As for the colors in the phenol red test, I don't think I made myself clear. I can obviously tell the difference between 7.4 and 7.6, but I have a hard time knowing if the color I am seeing is really a 7.5 or a 7.4, for example. That is when the extra drops of the acid and base demand test come in handy. Then again, I am using the Taylor complete test and not Ben's test and my understanding is that Ben's test uses a different phenol red. Do you know what the difference is? Is it more concentrated to produce a deeper color? If so, then that would probably help me.

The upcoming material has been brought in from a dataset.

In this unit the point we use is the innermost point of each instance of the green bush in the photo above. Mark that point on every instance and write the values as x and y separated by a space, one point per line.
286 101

The K-2005 (DPD for chlorine) and K-2006 (FAS-DPD for chlorine) use the phenol red r-0004 which is for use with a 44 ml sample so the acid/base demand tests can be done. Ben's kit (and the Taylor K-1000) use a small comparator tube that looks to be about 9 ml, although I have not measured it, and uses reagetn R-0014. I have both comparators and both reagents and often cross check and the colors produces are almost identical. I assume the only difference is in the concentration of the reagent so the same color intensity will be produced in different sized samples. Taylor also makes other phenol red reagents for use with their other comparators. I am not familier with them but the comparators use liquid standards (much like the LaMotte high end comparators do) and supposedly provide a much more accurate color match.
It sounds like I'm too overly concerned with hitting the right pH. The main reason I try to get that parameter right is that a 0.1 shift affects water balance much more than the 10 ppm shifts in other parameters (CH, CYA, TA, TDS) so I really wanted to get that right. Of course, there's a rather large +/- 0.3 leeway allowed for water balance, but I figure with all the errors introduced elsewhere I wanted to at least get the pH parameter right. Anyway, like I say, it's probably overkill.
If you are so concerend about precise pH measurements then perhaps a pH meter might be the way to go. Personally I find them a pain in the a** to use. When I was in High School I was in a special program where I went to school half a day and spent half a day doing research at the University of Miami School of Marine and Atmospheric Science in oceanographic physical chemistry (yeah, I was one of those 'brainy kids') on the nucleation and precipitation of calcium carbonate from various simple seawater like solutions, real seawater samples and Copenhagen standard seawater to investigate how various ions would affect the precipitation time and the form that precipitated. A pH meter was an integral part of the equipment and it seemed I spent more time doing three point calibrations, cleaning the electrodes with conc. H2SO4 with KMnO4 dissoved in it, and replacing defective electrodes than running samples! (Of course I also had to prepare my own buffers and standards). I have never really cared for using pH meters since! I have played around with some of the inexpensive 'pocket meters' with my aquariums and, while they do produce accurate results, they still suffer from the need for constant calibration and making sure the electrode does not dry out that I find them more trouble than they are worth! Perhaps they would work for you.
Thanks for your feedback. I'm getting educated.